Scrabster Castle (Note: Also known as Bishop's Palace or Castle of Burnside) was a castle, near Burnside, about 0.5 mi north and west of Thurso, and 0.5 mi south of the village of Scrabster, Highland in Scotland, south of Thurso Bay. It is on an eroding promontory.

==History==
Built by the Bishops of Caithness, the castle served as the Bishop's Palace for the bishops of Caithness.

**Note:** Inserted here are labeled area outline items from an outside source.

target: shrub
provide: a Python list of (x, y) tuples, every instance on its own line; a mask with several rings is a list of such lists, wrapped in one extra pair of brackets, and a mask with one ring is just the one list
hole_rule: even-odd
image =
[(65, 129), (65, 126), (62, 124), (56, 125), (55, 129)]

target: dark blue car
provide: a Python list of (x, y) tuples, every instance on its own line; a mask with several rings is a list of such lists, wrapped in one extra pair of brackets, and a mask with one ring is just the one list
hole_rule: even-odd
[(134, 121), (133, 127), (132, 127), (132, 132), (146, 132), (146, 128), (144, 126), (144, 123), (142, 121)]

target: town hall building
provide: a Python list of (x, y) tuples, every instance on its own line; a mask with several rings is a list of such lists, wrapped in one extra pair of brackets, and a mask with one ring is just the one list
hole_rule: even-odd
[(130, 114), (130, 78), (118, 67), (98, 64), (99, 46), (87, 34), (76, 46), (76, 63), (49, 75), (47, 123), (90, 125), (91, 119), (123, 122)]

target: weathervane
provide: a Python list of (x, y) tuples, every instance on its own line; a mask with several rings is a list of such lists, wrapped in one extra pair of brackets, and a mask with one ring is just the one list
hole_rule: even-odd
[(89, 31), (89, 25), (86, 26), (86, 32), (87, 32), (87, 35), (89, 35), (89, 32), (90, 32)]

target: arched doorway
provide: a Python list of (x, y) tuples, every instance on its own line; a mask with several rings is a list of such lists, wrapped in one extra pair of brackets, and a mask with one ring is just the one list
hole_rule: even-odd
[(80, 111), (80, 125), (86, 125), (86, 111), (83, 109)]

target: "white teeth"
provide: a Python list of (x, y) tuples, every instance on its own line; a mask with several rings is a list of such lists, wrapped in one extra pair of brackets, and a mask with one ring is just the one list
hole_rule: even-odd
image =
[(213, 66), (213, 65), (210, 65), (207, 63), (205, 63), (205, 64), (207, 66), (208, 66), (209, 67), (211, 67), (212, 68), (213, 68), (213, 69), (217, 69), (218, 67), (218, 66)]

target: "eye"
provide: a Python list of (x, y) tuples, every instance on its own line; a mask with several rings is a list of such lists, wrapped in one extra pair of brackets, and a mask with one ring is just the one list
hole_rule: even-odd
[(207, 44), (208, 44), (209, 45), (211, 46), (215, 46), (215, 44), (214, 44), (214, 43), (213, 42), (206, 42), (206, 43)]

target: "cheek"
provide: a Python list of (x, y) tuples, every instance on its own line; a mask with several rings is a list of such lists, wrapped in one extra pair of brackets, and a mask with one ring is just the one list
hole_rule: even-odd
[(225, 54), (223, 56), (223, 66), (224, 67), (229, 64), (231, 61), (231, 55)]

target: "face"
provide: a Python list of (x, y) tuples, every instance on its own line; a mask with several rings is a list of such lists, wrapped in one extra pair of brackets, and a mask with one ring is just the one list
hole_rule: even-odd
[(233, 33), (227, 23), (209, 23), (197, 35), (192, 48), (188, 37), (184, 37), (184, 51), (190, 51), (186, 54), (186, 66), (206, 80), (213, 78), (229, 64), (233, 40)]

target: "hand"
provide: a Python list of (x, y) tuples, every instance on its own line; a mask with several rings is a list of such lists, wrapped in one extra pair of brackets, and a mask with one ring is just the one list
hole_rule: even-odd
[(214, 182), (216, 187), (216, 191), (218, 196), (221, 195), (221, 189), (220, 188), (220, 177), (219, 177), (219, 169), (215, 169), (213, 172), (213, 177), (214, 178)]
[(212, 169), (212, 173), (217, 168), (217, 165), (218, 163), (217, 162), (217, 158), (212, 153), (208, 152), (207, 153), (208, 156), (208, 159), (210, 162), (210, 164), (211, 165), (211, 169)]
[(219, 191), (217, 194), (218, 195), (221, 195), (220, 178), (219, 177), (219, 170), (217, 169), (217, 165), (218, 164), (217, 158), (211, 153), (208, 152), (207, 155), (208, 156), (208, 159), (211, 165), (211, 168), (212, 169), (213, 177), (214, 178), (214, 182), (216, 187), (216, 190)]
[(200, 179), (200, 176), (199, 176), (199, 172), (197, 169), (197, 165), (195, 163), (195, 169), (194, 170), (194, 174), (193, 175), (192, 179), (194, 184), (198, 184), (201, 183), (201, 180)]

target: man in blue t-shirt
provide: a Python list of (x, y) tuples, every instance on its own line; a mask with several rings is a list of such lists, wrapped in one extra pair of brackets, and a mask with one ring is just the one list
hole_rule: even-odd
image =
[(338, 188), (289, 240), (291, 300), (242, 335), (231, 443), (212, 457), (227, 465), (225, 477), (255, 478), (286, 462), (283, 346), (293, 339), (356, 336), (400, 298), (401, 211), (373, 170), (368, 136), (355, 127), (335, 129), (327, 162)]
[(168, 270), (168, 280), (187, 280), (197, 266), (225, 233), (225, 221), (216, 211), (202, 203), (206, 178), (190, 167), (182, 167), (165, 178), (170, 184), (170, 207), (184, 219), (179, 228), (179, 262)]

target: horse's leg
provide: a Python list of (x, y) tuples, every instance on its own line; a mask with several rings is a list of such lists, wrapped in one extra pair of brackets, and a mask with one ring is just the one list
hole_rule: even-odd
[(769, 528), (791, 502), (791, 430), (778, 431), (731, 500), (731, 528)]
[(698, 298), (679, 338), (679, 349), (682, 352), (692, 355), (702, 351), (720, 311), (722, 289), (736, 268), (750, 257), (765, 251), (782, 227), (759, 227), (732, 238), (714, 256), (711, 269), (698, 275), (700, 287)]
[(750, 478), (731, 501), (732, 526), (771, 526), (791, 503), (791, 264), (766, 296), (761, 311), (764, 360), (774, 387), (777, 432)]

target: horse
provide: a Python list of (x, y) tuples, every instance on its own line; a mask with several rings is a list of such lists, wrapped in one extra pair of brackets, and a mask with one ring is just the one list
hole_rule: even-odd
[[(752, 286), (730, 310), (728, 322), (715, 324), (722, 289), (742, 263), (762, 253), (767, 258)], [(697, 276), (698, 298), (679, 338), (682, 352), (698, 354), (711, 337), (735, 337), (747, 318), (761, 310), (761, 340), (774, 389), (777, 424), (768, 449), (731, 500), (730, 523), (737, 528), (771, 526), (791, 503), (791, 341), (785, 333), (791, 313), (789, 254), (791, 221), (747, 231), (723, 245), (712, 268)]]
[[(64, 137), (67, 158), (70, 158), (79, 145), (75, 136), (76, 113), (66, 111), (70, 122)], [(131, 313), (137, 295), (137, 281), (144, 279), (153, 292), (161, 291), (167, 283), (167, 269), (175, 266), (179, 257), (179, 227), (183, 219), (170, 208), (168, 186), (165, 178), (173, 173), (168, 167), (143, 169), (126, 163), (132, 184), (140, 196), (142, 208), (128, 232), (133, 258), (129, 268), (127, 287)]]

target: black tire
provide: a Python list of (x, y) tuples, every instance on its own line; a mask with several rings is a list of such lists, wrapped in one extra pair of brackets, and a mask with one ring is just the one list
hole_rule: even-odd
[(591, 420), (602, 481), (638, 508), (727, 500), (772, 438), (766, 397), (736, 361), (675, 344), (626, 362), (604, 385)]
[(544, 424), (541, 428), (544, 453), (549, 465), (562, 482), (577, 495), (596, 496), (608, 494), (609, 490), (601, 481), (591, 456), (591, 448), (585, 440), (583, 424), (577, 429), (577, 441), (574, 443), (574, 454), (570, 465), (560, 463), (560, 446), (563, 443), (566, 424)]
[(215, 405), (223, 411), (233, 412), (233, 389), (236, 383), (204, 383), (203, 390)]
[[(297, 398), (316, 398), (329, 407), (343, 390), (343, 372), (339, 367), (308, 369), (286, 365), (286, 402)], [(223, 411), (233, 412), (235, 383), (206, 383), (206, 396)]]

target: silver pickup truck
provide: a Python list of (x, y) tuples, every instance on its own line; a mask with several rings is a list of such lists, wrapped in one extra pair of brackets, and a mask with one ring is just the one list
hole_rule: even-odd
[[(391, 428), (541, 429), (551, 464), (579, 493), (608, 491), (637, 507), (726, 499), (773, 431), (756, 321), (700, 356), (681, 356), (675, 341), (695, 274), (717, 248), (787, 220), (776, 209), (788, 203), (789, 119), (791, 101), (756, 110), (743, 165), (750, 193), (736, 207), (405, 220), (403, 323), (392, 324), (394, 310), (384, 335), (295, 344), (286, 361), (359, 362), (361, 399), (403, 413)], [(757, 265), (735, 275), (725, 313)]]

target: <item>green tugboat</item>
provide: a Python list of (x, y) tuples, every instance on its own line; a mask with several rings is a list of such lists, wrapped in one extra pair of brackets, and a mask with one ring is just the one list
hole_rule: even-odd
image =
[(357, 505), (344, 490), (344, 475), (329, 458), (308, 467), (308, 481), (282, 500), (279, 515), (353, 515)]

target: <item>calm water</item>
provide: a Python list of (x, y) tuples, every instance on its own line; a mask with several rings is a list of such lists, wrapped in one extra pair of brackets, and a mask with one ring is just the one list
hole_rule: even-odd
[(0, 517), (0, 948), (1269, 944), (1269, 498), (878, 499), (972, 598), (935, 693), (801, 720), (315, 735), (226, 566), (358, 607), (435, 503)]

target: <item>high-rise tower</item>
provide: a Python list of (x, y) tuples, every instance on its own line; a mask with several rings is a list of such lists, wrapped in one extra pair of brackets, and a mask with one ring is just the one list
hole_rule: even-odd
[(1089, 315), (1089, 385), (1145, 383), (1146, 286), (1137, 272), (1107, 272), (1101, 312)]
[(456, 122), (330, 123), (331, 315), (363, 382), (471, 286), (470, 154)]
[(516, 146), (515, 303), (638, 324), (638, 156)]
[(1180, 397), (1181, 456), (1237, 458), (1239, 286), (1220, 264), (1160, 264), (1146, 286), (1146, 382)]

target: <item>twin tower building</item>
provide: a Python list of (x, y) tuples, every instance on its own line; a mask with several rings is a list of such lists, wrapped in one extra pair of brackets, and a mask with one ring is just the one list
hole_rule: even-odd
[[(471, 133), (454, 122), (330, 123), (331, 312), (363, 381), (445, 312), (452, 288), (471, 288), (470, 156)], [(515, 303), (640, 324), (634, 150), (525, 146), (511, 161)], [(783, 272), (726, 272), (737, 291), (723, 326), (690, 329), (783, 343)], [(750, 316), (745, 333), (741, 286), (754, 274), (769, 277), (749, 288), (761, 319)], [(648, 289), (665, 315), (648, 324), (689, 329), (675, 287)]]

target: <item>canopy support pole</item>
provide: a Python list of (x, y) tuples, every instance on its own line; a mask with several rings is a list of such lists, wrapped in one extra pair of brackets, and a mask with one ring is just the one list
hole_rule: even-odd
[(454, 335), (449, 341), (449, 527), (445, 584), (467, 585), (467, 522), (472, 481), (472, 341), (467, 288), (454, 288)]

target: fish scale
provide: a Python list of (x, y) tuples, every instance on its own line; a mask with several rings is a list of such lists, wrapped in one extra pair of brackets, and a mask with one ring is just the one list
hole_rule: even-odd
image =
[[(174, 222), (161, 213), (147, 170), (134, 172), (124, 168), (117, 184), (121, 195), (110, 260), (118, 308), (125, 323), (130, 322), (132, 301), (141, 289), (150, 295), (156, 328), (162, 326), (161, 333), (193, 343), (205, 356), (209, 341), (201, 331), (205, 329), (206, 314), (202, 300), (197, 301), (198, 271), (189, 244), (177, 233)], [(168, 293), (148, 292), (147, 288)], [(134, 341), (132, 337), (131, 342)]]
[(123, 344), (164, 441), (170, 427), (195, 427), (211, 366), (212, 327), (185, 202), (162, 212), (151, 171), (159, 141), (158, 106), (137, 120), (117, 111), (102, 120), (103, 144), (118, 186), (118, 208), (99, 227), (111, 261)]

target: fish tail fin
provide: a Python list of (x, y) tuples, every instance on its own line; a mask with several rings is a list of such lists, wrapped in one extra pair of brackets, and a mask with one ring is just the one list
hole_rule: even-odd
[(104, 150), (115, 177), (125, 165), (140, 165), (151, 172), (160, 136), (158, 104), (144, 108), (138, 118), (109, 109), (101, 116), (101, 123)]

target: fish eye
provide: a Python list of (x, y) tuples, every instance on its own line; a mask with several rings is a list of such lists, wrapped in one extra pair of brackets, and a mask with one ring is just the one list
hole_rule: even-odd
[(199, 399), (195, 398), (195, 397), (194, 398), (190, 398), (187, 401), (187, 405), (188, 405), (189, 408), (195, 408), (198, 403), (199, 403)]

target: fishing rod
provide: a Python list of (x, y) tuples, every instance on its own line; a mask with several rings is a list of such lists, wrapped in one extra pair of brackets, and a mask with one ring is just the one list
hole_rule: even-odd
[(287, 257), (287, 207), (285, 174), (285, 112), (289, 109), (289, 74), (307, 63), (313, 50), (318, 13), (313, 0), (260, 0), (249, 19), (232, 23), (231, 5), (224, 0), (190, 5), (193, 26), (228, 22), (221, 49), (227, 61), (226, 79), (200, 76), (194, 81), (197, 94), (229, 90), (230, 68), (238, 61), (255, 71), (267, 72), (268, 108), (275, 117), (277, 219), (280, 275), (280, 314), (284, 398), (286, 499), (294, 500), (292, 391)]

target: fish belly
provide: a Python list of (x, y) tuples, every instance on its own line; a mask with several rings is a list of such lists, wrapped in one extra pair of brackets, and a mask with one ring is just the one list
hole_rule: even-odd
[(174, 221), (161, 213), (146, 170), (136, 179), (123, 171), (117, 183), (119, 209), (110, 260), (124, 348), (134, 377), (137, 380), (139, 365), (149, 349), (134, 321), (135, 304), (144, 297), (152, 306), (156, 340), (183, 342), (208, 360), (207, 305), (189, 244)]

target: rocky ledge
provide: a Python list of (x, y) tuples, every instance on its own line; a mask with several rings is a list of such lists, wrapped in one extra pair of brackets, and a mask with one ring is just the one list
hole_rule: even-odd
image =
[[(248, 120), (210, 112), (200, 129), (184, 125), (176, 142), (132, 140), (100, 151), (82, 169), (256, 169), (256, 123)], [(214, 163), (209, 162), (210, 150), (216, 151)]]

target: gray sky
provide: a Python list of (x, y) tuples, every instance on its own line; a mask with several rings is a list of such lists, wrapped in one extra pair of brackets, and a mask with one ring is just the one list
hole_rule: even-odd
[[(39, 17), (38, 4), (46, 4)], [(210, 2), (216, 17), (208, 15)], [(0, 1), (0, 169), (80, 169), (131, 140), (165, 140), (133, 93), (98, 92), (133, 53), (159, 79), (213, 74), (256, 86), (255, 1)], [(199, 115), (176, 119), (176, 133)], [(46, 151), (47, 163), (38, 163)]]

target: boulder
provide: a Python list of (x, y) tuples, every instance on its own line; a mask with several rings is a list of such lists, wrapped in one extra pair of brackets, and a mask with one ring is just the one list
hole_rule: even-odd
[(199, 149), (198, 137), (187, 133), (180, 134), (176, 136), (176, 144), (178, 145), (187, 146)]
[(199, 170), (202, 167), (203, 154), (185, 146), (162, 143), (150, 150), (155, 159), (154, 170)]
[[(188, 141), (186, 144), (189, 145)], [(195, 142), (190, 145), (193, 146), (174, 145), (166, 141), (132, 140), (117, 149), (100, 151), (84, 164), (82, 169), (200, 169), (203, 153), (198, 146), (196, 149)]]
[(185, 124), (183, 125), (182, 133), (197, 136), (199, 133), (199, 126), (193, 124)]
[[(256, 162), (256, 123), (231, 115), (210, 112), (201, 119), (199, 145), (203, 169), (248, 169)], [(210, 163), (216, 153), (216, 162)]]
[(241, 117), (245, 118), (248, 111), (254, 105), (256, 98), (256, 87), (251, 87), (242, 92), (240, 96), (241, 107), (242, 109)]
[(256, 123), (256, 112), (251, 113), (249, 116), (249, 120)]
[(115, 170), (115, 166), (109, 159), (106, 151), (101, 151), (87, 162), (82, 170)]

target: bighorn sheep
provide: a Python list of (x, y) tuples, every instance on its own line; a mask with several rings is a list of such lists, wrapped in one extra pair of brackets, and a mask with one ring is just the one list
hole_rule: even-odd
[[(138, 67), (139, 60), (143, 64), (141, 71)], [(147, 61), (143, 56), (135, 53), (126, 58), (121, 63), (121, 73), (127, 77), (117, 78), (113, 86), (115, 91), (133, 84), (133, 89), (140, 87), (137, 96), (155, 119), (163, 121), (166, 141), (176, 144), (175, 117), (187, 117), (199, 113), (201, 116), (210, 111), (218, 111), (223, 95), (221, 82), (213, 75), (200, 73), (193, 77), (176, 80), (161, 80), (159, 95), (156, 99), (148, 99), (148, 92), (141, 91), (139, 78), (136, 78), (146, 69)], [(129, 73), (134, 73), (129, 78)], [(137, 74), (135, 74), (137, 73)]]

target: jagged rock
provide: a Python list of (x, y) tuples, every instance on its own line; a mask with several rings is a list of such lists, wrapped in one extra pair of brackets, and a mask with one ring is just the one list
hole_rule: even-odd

Bishop John of Caithness was mutilated by Harald Maddadsson, Mormaer of Caithness, in 1201, after being besieged at the castle, having his tongue and eyes removed for John's refusal to collect Peter's Pence, a tax of 1/10 of the income of every freeman. George Sinclair, 4th Earl of Caithness, seized the castle in 1544. The castle was later a royal castle. The castle was in ruins in the early 18th century.

==Structure==
Scrabster Castle was a castle of enclosure, with a keep. There is a pillbox within the ruins.

There was a drawbridge towards the land. While erosion has partly destroyed the curtain wall, with other parts obscured by turf banks, short stretches of the outer face are exposed. The inner wall-face of a building about 5 m square with a mural chamber is visible.